In hun boek ontleden de broers de film Blade Runner 2049, uit 2017, waarin de artificiële hoofdpersoon niets liever wil dan mens zijn. Het is een terugkerend thema in sciencefiction: de robot die zich menselijke emoties aanleert, moppen leert te tappen, en vervolgens nog steeds niet voor vol wordt aangezien. In Blade Runner 2049 daarentegen komt de robot gaandeweg tot het inzicht dat zijn existentiële probleem niet zozeer is dat hij geen ‘echt’ mens is, als wel dat zijn conceptie van echtheid niet klopt. Al die tijd volgde hij het discours van zijn machthebbers, dat alleen biologische wezens ertoe doen.

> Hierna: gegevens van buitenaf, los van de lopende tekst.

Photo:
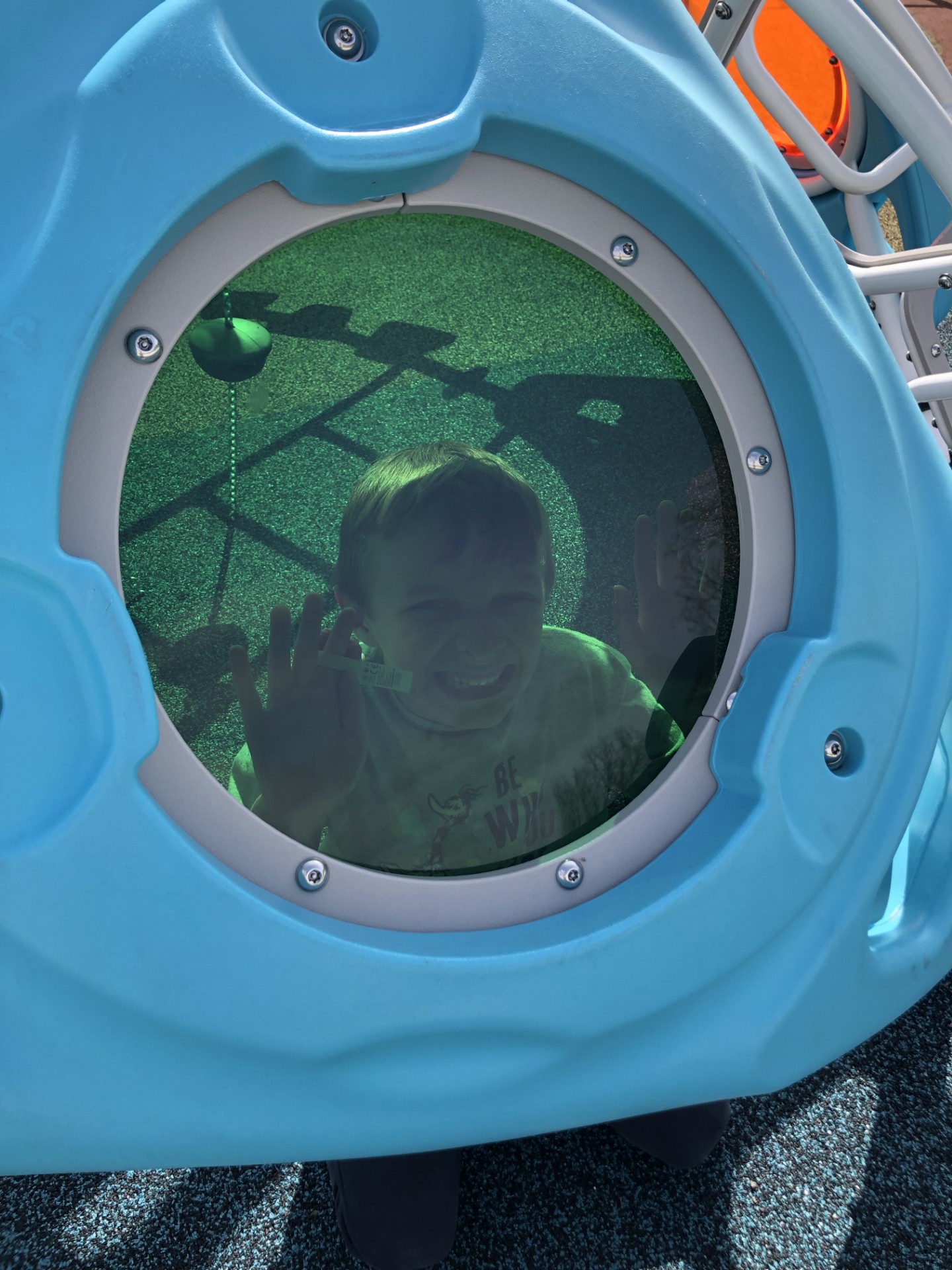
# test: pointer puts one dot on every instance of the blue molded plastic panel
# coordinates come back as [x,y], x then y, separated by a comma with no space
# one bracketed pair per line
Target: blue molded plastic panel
[159,1010]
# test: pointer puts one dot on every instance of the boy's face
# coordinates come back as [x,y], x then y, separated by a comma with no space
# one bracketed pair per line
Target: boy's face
[469,630]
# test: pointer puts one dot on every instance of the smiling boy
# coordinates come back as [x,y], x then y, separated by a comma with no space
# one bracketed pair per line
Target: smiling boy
[512,737]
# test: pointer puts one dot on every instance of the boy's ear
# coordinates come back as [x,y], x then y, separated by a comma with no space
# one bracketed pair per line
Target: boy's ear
[361,630]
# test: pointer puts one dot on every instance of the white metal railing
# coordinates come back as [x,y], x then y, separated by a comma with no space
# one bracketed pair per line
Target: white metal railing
[884,52]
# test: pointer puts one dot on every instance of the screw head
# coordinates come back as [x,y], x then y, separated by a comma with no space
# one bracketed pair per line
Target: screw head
[311,874]
[344,38]
[760,460]
[143,346]
[625,251]
[571,874]
[834,751]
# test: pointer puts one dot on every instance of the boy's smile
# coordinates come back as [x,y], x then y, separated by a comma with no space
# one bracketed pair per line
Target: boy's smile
[470,630]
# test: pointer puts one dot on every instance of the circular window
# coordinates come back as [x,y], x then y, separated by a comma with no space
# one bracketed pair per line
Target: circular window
[437,525]
[466,437]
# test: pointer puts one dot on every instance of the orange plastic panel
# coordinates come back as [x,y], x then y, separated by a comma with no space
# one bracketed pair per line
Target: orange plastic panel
[804,67]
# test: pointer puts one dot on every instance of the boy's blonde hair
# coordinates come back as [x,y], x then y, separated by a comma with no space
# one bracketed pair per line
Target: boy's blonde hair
[463,488]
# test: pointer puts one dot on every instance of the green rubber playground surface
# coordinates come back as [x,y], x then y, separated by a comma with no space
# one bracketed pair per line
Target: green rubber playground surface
[389,332]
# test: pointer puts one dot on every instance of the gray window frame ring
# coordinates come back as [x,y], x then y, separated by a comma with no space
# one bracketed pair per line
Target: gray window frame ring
[530,198]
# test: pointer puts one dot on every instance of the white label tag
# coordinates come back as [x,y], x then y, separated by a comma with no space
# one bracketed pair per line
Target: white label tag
[371,675]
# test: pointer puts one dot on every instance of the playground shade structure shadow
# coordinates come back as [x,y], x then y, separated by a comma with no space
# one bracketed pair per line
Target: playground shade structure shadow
[390,332]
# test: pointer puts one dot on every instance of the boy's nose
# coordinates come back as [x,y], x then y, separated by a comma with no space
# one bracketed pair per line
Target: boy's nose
[480,640]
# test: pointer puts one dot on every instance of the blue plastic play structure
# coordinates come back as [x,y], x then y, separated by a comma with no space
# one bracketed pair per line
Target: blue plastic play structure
[160,1009]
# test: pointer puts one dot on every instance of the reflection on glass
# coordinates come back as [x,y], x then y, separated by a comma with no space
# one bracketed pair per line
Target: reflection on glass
[467,531]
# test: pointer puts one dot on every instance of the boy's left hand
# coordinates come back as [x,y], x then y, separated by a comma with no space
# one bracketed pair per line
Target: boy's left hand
[680,593]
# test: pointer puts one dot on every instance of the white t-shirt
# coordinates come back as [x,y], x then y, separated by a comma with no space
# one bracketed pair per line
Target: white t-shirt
[438,800]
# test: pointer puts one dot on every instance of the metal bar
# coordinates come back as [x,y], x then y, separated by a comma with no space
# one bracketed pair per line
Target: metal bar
[725,22]
[889,80]
[932,388]
[888,278]
[912,41]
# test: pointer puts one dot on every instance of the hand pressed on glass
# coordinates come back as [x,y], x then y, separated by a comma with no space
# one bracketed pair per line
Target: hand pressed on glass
[680,593]
[310,742]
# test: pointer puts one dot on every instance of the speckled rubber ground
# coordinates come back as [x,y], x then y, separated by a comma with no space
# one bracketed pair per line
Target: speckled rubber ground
[850,1170]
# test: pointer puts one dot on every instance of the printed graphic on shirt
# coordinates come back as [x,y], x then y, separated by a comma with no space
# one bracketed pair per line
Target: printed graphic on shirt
[455,810]
[516,821]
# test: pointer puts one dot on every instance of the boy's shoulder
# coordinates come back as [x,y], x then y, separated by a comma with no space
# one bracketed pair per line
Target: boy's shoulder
[578,652]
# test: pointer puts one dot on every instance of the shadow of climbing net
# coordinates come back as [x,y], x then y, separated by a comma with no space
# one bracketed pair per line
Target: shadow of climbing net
[452,327]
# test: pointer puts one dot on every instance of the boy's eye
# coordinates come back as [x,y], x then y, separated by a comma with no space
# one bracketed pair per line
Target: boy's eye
[432,606]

Maar de scheidingen tussen hoog en laag, tussen echt en onecht, tussen waardig en onwaardig zijn uiteindelijk slechts classificaties en kwalificaties die de gevestigde orde dienen.

Menszijn is een open vraag, stellen de broers, het heeft geen essentie, is veranderlijk. ‘Datgene wat we zijn kan niet gereduceerd worden tot onze oorsprong. Het volgt uit wat we besluiten te worden.’

Volgens Hall is weinig zo bedreigend voor de gevestigde orde als wezens – mensen, dieren of dingen – die zich aan hun classificatie onttrekken. Afwijkingen werken verwarrend, ze gooien de boel overhoop, zorgen ervoor dat de rest, wel duidelijk classificeerbare mensen, de wereld niet meer begrijpt. Dat is, denk ik, ook waar radicale feministen zo bang voor zijn in de discussie over transrechten. Als iedereen zich vrouw kan noemen, wat betekent die classificatie dan nog? Door bijvoorbeeld het gebruik van de term ‘mensen met een baarmoeder’ wordt niet alleen het woord ‘vrouw’ uitgewist, maar ook de historische strijd voor gelijke rechten. Die angst lijkt mij terecht. Maar het hardnekkig vasthouden aan een discours dat juist de basis van onderdrukking vormt, zal niemand bevrijden.

Momenteel staat de norm overal onder druk (is wat we als normaal beschouwen wel zo normaal?), maar nergens zozeer als bij het onderwerp gender. Er worden nieuwe hokjes aangebracht, bestaande hokjes worden opgerekt, de betekenis van oude hokjes wordt veranderd. Er lijkt meer ruimte te komen voor verschil. Niet het verschil tussen groepen, waar classificatie op berust, maar het verschil binnen groepen. Of hoop ik dat alleen? Het is wat Stuart Hall hoopte. Als iedereen immers een afwijking vormt, een Ander is, als er geen duidelijke grenzen meer te trekken zijn omdat verschil de norm is, klaagt niemand ooit meer – om nog een ‘debat’ te noemen dat nu speelt – over een zwarte zeemeermin.